Making a comeback

Apparently, cassette tapes are making a comeback.

Some things should never make a comeback.

The Talbot Horizon.


 The mullet haircut.


And cassette tapes. 

None of these should make a comeback.

Unless you enjoy the hiss that even the Dolby switch can’t take away. Then there was the squiggling sound that your favourite album would make as it snagged and wrapped itself around the motor wheel.
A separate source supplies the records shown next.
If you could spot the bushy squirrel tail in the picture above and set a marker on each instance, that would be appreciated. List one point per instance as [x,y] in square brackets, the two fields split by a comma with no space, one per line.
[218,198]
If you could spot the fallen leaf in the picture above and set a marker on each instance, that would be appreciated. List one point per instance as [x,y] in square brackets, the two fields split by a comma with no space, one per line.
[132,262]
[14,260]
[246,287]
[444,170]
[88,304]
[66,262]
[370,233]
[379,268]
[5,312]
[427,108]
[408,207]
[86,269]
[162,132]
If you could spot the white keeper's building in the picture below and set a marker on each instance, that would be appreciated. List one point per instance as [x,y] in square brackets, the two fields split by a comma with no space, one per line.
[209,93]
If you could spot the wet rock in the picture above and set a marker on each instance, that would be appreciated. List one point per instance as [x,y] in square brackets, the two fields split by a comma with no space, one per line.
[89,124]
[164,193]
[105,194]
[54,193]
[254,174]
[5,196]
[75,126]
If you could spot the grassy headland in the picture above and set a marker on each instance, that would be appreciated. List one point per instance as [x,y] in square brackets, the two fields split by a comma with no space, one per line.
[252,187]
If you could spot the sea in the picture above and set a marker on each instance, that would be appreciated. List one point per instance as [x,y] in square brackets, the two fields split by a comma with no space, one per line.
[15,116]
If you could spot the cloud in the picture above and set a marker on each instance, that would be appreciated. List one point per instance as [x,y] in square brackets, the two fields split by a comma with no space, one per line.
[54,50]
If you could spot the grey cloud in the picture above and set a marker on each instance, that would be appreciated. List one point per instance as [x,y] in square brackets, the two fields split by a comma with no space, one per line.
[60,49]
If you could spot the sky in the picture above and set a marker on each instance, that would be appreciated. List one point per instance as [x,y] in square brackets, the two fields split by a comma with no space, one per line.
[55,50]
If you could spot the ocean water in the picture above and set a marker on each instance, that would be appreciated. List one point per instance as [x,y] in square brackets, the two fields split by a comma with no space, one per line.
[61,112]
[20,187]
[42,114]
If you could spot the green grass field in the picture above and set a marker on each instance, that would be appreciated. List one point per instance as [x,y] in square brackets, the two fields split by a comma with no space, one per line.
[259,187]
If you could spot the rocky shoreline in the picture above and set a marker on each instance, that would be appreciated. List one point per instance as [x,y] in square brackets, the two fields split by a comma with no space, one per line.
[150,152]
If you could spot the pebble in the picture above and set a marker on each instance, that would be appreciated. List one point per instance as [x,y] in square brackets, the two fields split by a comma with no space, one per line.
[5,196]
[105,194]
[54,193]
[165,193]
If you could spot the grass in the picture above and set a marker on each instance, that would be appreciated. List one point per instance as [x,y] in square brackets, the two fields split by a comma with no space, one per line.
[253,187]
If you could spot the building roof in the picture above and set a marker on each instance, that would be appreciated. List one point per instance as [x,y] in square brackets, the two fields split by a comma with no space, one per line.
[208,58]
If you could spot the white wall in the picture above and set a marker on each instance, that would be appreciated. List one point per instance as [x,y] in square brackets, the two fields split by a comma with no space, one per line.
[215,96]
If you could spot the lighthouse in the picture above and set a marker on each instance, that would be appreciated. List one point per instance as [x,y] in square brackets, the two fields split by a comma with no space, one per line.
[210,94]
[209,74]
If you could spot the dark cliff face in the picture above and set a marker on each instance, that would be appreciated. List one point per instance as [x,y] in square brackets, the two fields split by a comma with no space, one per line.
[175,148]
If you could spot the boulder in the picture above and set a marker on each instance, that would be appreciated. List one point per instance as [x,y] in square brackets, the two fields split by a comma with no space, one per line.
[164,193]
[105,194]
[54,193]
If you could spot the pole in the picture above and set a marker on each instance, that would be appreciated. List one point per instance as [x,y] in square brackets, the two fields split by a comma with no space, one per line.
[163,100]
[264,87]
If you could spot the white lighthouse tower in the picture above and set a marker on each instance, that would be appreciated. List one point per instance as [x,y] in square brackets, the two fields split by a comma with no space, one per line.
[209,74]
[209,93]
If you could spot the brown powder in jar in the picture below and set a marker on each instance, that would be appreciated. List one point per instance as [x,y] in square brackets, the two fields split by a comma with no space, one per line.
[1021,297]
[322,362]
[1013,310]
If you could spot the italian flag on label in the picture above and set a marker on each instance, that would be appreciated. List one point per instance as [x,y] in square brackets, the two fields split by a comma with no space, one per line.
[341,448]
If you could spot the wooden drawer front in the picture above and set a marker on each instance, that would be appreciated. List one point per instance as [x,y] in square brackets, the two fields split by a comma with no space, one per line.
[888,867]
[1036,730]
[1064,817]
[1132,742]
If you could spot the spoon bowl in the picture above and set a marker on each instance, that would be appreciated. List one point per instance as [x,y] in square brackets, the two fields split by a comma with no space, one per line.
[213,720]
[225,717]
The Rushtons got an Echo Dot at Christmas. We’re among the 26% of adults who own voice activated speakers, and among the 94% who listen to live radio on it. My wife can listen to stations from her home town in Kenya, or our local stations, depending on the mood. I can listen to what I want… to listen to Get Carter Productions ads being played on the big national stations, or some comedy on Radio 4.  Sophia, who turned 2 in March, now asks Alexa for “Knock Knock” jokes and to listen to Cbeebies Radio. I can’t think of a use for a cassette machine that my Echo Dot or Mobile Phone hasn’t got covered. Now we’ve got one in the kitchen too! We are not alone in the choices we’re making. https://www.theguardian.com/tv-and-radio/2019/aug/01/britons-turning-to-commercial-radio-in-place-of-bbc

Radio has changed and is changing.

The audio landscape is vibrant, fast moving and exciting and throwing up all sorts of opportunities for advertisers. If you wanted to aim an ad for delivery to ME, people of my age, my income, and in my postcode, you can do that! And the delivery is accountable, deliverable and measurable.

Radio isn’t a new way of advertising to people. Radio is a tried, tested and hugely successful advertising medium and if you’re not using it as a major part of your advertising strategy (to quote Angus Deayton) you’re a bit of a clot.